Yorm Bopha (Khmer: យ៉ម បុប្ផា, born c. 1983) is a Cambodian land rights activist noted for her opposition to development around Boeung Kak lake. She was sentenced to three years' imprisonment for "intentional violence with aggravating circumstances" on 27 December 2012, leading several human rights groups to protest on her behalf.

== Boeung Kak project ==
In 2007, Shukaku, a company owned by a senator of the Cambodian People's Party, won a 99-year lease to develop the area around the lake. Developers began pumping sand into the lake, and in 2011, a BBC reporter described what was once Phnom Penh's biggest lake as having shrunk to "little more than a puddle". According to Amnesty International, more than 20,000 residents were displaced by the development, while benefiting only the senator and the company he owns. In 2011, the World Bank suspended aid to Cambodia until the situation was resolved.

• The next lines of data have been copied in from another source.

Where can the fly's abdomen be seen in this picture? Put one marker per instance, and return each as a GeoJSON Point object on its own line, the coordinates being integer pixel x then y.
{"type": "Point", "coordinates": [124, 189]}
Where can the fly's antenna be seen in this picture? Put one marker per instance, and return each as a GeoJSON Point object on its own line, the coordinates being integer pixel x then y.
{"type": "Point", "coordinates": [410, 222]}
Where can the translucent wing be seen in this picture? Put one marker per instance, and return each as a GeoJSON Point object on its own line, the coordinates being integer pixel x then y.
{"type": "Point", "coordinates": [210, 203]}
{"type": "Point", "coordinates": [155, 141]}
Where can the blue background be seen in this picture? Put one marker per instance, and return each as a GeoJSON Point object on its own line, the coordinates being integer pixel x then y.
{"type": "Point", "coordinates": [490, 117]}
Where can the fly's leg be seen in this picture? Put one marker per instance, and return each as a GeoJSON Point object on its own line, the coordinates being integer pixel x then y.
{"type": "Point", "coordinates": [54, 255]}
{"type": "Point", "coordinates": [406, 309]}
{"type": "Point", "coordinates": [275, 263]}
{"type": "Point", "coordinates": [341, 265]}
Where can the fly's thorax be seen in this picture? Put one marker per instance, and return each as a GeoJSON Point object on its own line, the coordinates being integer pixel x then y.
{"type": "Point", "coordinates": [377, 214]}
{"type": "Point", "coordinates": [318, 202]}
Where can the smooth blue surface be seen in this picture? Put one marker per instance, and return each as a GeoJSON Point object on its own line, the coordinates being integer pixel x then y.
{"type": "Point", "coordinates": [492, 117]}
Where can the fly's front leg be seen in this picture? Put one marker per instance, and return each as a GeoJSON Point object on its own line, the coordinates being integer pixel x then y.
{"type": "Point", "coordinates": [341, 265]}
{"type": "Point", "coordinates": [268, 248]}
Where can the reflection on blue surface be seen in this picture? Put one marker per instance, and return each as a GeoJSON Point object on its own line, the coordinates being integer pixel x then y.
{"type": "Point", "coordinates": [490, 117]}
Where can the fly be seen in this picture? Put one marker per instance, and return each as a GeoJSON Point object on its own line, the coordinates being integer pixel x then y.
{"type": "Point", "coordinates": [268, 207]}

Yorm Bopha was active in protests supporting residents' land rights. In 2012, she led a campaign for the freedom of thirteen women sentenced to prison for their role in one of the protests.

== 2012 and 2016 unjust convictions ==
On 28 December 2012, Yorm Bopha was convicted of "intentional violence with aggravating circumstances", following an incident in August of that year in which she allegedly assaulted two taxi drivers. She was arrested without arrest warrants, presentation of charges, and names of plaintiffs. She was convicted even if the initial people who said that she 'may be' the person who assaulted two taxi drivers, eventually confirmed that Bopha was not the assailant. Riot police surrounded the courthouse as she was sentenced, using electric batons to hold back protestors. Yorm Bopha later protested the judgement, saying, "This is injustice in the money-and-dollar society." Ou Virak, president of the Cambodian Center for Human Rights, stated, "I think with this case the court is trying to stop land protests."

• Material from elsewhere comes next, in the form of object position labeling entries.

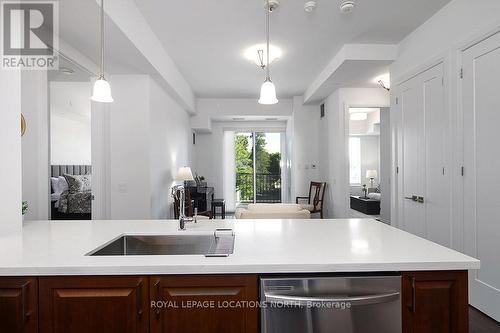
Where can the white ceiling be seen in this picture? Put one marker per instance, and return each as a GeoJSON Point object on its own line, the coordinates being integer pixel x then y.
{"type": "Point", "coordinates": [207, 38]}
{"type": "Point", "coordinates": [79, 26]}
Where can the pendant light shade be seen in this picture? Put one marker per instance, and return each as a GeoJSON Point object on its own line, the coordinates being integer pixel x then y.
{"type": "Point", "coordinates": [268, 93]}
{"type": "Point", "coordinates": [268, 90]}
{"type": "Point", "coordinates": [102, 91]}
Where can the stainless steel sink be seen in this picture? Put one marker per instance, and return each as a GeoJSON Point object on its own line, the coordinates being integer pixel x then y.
{"type": "Point", "coordinates": [217, 244]}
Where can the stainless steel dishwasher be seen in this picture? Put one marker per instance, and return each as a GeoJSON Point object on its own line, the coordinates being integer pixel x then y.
{"type": "Point", "coordinates": [344, 304]}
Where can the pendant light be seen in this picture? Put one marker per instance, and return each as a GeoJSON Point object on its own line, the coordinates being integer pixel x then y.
{"type": "Point", "coordinates": [268, 90]}
{"type": "Point", "coordinates": [102, 89]}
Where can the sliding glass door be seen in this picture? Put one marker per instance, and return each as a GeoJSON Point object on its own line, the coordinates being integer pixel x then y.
{"type": "Point", "coordinates": [258, 167]}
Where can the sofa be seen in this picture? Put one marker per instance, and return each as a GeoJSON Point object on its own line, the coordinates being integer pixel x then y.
{"type": "Point", "coordinates": [272, 211]}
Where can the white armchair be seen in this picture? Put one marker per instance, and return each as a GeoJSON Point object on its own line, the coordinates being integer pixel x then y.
{"type": "Point", "coordinates": [272, 211]}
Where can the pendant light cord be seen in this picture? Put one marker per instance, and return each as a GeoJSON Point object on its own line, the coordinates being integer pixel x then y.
{"type": "Point", "coordinates": [102, 38]}
{"type": "Point", "coordinates": [268, 9]}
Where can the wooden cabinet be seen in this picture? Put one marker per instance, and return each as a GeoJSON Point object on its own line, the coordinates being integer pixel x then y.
{"type": "Point", "coordinates": [18, 305]}
{"type": "Point", "coordinates": [94, 304]}
{"type": "Point", "coordinates": [432, 302]}
{"type": "Point", "coordinates": [435, 302]}
{"type": "Point", "coordinates": [205, 304]}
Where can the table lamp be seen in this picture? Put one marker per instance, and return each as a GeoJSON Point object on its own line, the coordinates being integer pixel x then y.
{"type": "Point", "coordinates": [371, 174]}
{"type": "Point", "coordinates": [183, 174]}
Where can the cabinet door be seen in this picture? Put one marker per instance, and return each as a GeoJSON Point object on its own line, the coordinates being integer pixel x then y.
{"type": "Point", "coordinates": [18, 305]}
{"type": "Point", "coordinates": [94, 304]}
{"type": "Point", "coordinates": [435, 302]}
{"type": "Point", "coordinates": [201, 304]}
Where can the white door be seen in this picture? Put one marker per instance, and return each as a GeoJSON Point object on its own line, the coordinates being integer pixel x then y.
{"type": "Point", "coordinates": [481, 111]}
{"type": "Point", "coordinates": [437, 181]}
{"type": "Point", "coordinates": [412, 125]}
{"type": "Point", "coordinates": [425, 159]}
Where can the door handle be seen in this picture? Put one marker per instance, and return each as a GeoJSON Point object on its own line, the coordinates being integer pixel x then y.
{"type": "Point", "coordinates": [158, 292]}
{"type": "Point", "coordinates": [24, 294]}
{"type": "Point", "coordinates": [319, 300]}
{"type": "Point", "coordinates": [138, 299]}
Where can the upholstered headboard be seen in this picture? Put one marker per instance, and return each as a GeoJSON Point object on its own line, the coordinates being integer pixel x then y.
{"type": "Point", "coordinates": [59, 170]}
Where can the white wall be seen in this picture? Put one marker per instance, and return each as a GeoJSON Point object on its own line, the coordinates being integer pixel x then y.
{"type": "Point", "coordinates": [455, 23]}
{"type": "Point", "coordinates": [70, 128]}
{"type": "Point", "coordinates": [305, 147]}
{"type": "Point", "coordinates": [223, 109]}
{"type": "Point", "coordinates": [333, 133]}
{"type": "Point", "coordinates": [10, 150]}
{"type": "Point", "coordinates": [149, 140]}
{"type": "Point", "coordinates": [170, 148]}
{"type": "Point", "coordinates": [129, 129]}
{"type": "Point", "coordinates": [35, 145]}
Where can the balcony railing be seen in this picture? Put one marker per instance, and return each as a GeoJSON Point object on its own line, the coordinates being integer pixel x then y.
{"type": "Point", "coordinates": [268, 188]}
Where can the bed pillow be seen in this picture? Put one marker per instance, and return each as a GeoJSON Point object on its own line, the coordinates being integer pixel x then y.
{"type": "Point", "coordinates": [55, 185]}
{"type": "Point", "coordinates": [374, 196]}
{"type": "Point", "coordinates": [78, 183]}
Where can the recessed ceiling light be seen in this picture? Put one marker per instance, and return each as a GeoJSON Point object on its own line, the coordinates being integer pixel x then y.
{"type": "Point", "coordinates": [67, 70]}
{"type": "Point", "coordinates": [252, 54]}
{"type": "Point", "coordinates": [384, 81]}
{"type": "Point", "coordinates": [347, 6]}
{"type": "Point", "coordinates": [310, 6]}
{"type": "Point", "coordinates": [359, 116]}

Amnesty International called the charges "fabricated", designated her and fellow convicted activist Tim Sakmony as prisoners of conscience, and stated that the two were "being persecuted purely for their work defending the rights of those in their communities who have lost their houses through forced evictions". The World Organisation Against Torture and the International Federation for Human Rights released a joint statement calling for the pair's "immediate and unconditional release and the lift of pending charges, as their detention and judicial harassment seem to merely aim at obstructing their human rights activities and appear to be a result of them exercising their right to freedoms of expression and association".

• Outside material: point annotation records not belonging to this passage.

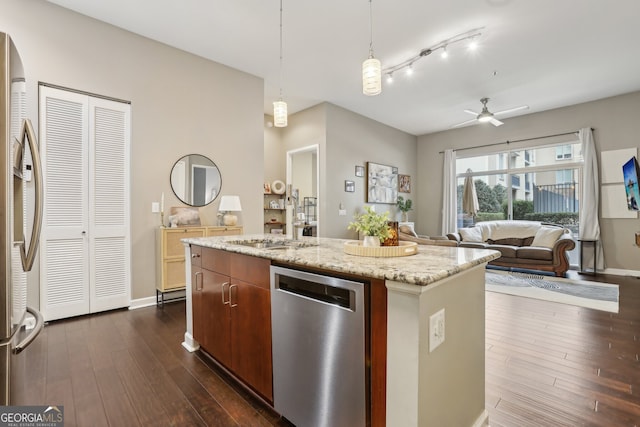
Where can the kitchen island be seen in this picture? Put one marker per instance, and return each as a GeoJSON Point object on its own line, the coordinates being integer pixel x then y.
{"type": "Point", "coordinates": [412, 382]}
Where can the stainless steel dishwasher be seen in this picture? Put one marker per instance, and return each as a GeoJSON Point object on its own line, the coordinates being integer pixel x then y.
{"type": "Point", "coordinates": [318, 328]}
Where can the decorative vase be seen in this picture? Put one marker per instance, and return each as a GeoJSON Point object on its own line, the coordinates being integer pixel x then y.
{"type": "Point", "coordinates": [392, 240]}
{"type": "Point", "coordinates": [371, 241]}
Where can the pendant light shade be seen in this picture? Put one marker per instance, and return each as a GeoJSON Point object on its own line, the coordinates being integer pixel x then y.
{"type": "Point", "coordinates": [371, 67]}
{"type": "Point", "coordinates": [279, 106]}
{"type": "Point", "coordinates": [280, 114]}
{"type": "Point", "coordinates": [371, 76]}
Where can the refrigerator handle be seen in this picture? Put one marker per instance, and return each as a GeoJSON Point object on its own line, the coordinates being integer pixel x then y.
{"type": "Point", "coordinates": [29, 257]}
{"type": "Point", "coordinates": [34, 333]}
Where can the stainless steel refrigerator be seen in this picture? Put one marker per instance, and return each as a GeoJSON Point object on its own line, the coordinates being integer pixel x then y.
{"type": "Point", "coordinates": [20, 186]}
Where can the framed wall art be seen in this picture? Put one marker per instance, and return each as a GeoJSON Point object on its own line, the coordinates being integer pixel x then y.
{"type": "Point", "coordinates": [349, 186]}
{"type": "Point", "coordinates": [404, 183]}
{"type": "Point", "coordinates": [382, 183]}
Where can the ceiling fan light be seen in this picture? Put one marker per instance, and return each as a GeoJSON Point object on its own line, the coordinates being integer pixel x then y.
{"type": "Point", "coordinates": [484, 117]}
{"type": "Point", "coordinates": [280, 114]}
{"type": "Point", "coordinates": [371, 76]}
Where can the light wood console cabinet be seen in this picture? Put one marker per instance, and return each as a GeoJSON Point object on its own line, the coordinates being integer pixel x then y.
{"type": "Point", "coordinates": [170, 271]}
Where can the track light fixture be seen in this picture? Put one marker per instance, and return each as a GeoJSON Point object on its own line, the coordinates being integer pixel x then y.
{"type": "Point", "coordinates": [471, 35]}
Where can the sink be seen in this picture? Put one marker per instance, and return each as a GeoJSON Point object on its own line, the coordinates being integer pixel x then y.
{"type": "Point", "coordinates": [273, 244]}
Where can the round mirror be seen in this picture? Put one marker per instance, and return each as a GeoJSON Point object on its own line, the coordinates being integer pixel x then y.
{"type": "Point", "coordinates": [196, 180]}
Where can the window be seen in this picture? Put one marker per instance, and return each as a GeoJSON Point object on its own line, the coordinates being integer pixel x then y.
{"type": "Point", "coordinates": [564, 176]}
{"type": "Point", "coordinates": [526, 184]}
{"type": "Point", "coordinates": [563, 152]}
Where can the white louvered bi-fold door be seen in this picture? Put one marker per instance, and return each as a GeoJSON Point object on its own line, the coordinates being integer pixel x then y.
{"type": "Point", "coordinates": [85, 244]}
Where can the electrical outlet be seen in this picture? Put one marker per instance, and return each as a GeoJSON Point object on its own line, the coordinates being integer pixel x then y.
{"type": "Point", "coordinates": [436, 330]}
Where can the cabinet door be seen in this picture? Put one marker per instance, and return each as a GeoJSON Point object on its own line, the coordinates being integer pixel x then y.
{"type": "Point", "coordinates": [197, 309]}
{"type": "Point", "coordinates": [251, 336]}
{"type": "Point", "coordinates": [216, 317]}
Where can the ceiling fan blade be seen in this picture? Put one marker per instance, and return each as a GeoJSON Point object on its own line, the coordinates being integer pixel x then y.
{"type": "Point", "coordinates": [464, 123]}
{"type": "Point", "coordinates": [511, 110]}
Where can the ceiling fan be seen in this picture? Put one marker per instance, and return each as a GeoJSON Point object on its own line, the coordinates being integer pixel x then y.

On March 8, 2014, Bopha made a historic interview during Women's Day, saying, "I want to push Cambodian women to speak the truth. Because if we don't speak, no one will know about our problems and no one can help us. Being a vocal person I face a lot of risks, such as being murdered, or jailed, and other risks too - but these do not discourage me." On December 1, 2014, the International Federation of Human Rights released a documentary regarding the unfair imprisonment of Yorm Bopha. The documentary was highly criticized by the Cambodian government led by Hun Sen.

On June 28, 2016, Bopha was once again sentenced to three years in prison, for the same offenses that were already cleared in 2013. She was also ordered to pay the victims 10 million riel (about $2,500). No reasoning was provided in court for the verdict. Additionally, Bopha's ex-husband, Lous Sakhon, also was ordered to pay 10 million riel. E Sophors, president of the motodop group the Cambodia Confederation Development Association, said the ruling was “justice”. Environmental activist Chum Hout said, “The court in Cambodia always suppresses those who are outstanding activists, just like in the Yorm Bopha case and the three environmental activists in Koh Kong.”

== Personal life ==
Yorm Bopha was formerly married to co-activist Lours Sakhorn.